When preparing an assignment in github classroom for my students, I am facing an issue related to character encoding. We use Portuguese in the input and output texts in the program.
As an example here (see this PR) is a simple assignment with a haskell program to say hello world (Olá, mundo! in Portuguese).
module Main (main) where
main :: IO ()
main = putStrLn "Olá, mundo!"
The tests used for automatic correction looks for the world Olá in the output of the program.
{
"tests": [
{
"name": "Say hello world (with runhaskell)",
"setup": "",
"run": "runhaskell hello.hs",
"input": "",
"output": "Olá",
"comparison": "included",
"timeout": 10,
"points": 1
},
{
"name": "Say hello world (with ghc)",
"setup": "ghc hello.hs",
"run": "./hello",
"input": "",
"output": "Olá",
"comparison": "included",
"timeout": 10,
"points": 1
}
]
}
Here is the correction.
The test with runhaskell fails because the text Olá is not found in the output of the program.
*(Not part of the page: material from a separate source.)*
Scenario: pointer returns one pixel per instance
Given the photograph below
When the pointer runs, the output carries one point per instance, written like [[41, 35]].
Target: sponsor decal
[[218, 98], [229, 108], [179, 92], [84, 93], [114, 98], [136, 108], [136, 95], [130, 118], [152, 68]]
Clearly there is a diference in encoding:
::error::The output for test Say hello world (with runhaskell) did not match%0AExpected:%0AOlá%0AActual:%0AOl?, mundo!
The test with ghc fails with a runtime error. It seems that the generated code is not able to use the utf-8 encoding:
hello: <stdout>: commitBuffer: invalid argument (cannot encode character '\225')
Any clues on how to deal with this situation is very wellcome.